If for some reason you needed to explain to aliens Martin Amis's tone, this line from London Fields would do the trick: "Keith didn't look like a murderer. He looked like a murderer's dog". And there are plenty more where that came from. Darkly funny and plenty quotable, London Fields is, when boiled down, a postmodern whodunit. There are four voices throughout, Samson Young, the narrator knocking on death's door; Nicola Six, the sexy and willing murderee; aspiring darts champion, Keith Talent; and the "foil," Guy Clinch. Who will carry out the task? Dig in and find out.


Time's Arrow (1991)

martin amis books

The book that won Amis a place on the Booker Prize shortlist, along with the kudos of his father, who had never finished any of his son's novel until Time's Arrow. The book follows a Nazi war criminal on his deathbed, once the lights go out, the reader joins Tod. T. Friendly as he lives his life in reverse, from suburban American hideout, hustling in New York to wartorn Europe.


The Information (1995)

martin amis books

The third piece in what is loosely considered Amis's London series. It opens with Richard Tull a failed writer and his best friend Gwyn Barry, who despite being of mediocre talent has managed to become a cultural icon.
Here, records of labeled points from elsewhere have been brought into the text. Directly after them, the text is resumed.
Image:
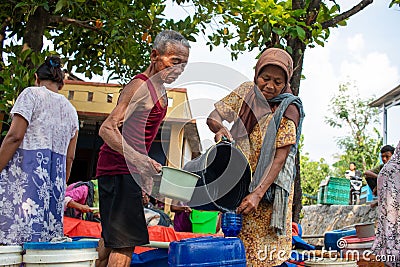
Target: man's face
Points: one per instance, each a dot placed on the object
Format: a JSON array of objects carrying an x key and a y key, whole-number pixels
[
  {"x": 172, "y": 63},
  {"x": 386, "y": 156}
]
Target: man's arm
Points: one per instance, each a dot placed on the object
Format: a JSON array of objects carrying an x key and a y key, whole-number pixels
[{"x": 132, "y": 97}]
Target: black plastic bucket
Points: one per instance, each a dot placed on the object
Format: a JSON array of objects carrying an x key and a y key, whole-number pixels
[{"x": 225, "y": 177}]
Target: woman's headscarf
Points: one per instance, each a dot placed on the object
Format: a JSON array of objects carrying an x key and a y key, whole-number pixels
[{"x": 253, "y": 107}]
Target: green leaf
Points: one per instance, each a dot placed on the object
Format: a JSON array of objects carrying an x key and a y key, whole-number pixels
[
  {"x": 301, "y": 32},
  {"x": 60, "y": 4}
]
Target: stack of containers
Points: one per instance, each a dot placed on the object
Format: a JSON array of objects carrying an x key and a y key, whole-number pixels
[
  {"x": 10, "y": 256},
  {"x": 65, "y": 254},
  {"x": 207, "y": 251}
]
The tension between their two careers drives Richard to madness, distancing himself from his family to take shots at Gwyn, until he gets gunned down in the misfire. Amis shared that he saw himself as both Richard and Gwyn, and was rumoured to have received $800,000 for the book's publication.


Experience (2000)

For those with an appetite for details around the relationship of father and son – Kingsley and Martin – the authors opens up in this memoir. In Experience, Amis also unearths other happenings from his family history, including the sudden disappearance of his cousin Lucy Partington, who disappeared in 1973 only to be found in the basement of serial killer Frederick West some 20 years later.


Inside Story (2020)

The last book from Martin Amis is also his second autobiographyInside Story acts as a companion to Experience, where he gets candid (some would say too much) about his relationship with Phoebe Phelps, the woman that inspired his eponymous Rachel, grief at the deaths of best friend, Christopher Hitchens, and mentor, Saul Bellow, and about his own writing, the book being peppered with tips for what makes good writing.